O governador do Estado Alfa, ao avaliar a atuação dos defensores públicos no Estado, entendeu que determinada tese jurídica adotada nos processos criminais se mostrava inadequada, pois impunha elevado sofrimento à vítima, contribuindo, em diversas ocasiões, para a absolvição de criminosos contumazes. Por tal razão, decidiu que a melhor forma de superar esse estado de coisas seria a expedição de uma determinação de caráter geral fixando a tese a ser seguida.

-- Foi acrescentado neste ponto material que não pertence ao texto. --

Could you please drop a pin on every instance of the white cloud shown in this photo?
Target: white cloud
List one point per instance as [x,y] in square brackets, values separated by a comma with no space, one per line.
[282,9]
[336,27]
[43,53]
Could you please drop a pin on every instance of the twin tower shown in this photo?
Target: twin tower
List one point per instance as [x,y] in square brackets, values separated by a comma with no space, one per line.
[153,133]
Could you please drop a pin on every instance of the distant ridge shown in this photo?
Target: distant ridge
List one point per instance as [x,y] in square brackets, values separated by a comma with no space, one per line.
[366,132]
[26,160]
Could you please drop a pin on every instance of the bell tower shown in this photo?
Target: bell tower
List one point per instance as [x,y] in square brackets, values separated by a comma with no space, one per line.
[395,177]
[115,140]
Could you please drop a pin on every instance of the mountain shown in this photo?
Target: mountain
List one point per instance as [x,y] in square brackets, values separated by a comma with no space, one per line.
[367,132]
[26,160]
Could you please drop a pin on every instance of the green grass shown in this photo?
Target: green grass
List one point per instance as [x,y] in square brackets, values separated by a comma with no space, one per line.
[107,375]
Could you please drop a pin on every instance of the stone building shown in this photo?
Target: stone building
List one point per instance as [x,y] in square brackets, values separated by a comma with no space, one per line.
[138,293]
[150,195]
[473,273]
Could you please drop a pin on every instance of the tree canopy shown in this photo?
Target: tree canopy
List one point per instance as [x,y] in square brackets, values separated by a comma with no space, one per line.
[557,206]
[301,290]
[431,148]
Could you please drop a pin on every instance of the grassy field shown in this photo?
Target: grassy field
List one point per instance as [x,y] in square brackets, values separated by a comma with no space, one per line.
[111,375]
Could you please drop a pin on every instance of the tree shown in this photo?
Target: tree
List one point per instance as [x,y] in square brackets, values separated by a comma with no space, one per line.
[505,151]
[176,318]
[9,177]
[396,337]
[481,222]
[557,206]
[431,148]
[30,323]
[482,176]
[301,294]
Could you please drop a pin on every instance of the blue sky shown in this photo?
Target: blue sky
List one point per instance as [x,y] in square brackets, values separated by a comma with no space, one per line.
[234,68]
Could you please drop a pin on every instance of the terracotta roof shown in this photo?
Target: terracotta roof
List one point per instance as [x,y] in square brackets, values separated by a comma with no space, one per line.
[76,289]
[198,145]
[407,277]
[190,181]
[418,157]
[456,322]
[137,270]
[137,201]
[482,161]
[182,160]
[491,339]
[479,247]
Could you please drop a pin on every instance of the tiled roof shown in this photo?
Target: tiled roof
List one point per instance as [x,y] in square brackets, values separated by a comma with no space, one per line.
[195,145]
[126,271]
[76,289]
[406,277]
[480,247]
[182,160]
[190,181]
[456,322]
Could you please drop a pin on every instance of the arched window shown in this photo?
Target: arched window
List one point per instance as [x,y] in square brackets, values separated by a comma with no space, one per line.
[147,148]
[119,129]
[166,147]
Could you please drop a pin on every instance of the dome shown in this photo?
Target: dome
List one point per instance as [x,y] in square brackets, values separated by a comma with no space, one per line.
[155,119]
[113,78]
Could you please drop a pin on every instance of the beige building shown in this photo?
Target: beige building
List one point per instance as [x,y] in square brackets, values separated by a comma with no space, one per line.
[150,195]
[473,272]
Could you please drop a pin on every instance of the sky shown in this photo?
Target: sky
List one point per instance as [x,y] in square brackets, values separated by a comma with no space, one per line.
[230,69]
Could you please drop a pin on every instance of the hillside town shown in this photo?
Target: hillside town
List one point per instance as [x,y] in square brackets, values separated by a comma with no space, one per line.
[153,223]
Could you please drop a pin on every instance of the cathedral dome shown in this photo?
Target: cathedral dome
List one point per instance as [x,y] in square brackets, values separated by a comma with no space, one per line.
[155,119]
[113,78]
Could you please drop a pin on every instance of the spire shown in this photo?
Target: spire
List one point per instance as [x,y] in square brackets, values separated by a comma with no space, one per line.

Ao levar esse entendimento ao conhecimento de sua assessoria, foi corretamente explicado ao chefe do Poder Executivo que a referida determinação:
- A)pode ser expedida pelo governador do Estado, considerando a sua condição de chefe da administração pública estadual;
Errada, porque o governador não pode, mesmo como chefe da administração estadual, impor tese jurídica à Defensoria Pública.
- B)pode ser expedida, mas apenas pelo defensor público geral, que exerce a chefia da Defensoria Pública;
Errada, porque nem mesmo o defensor público geral pode impor, de forma absoluta, tese obrigatória que viole a independência funcional dos defensores.
- C)não pode ser expedida, por estar em frontal colidência com o princípio da divisibilidade institucional;
Errada, porque o problema central não é a divisibilidade institucional, mas a autonomia técnica do defensor no exercício de sua atuação.
- D)não pode ser expedida, por estar em frontal colidência com o princípio da independência funcional;
Certa, porque a imposição de tese jurídica geral afronta a independência funcional dos defensores públicos.
- E)pode ser expedida, por estar em total harmonia com o princípio da unidade.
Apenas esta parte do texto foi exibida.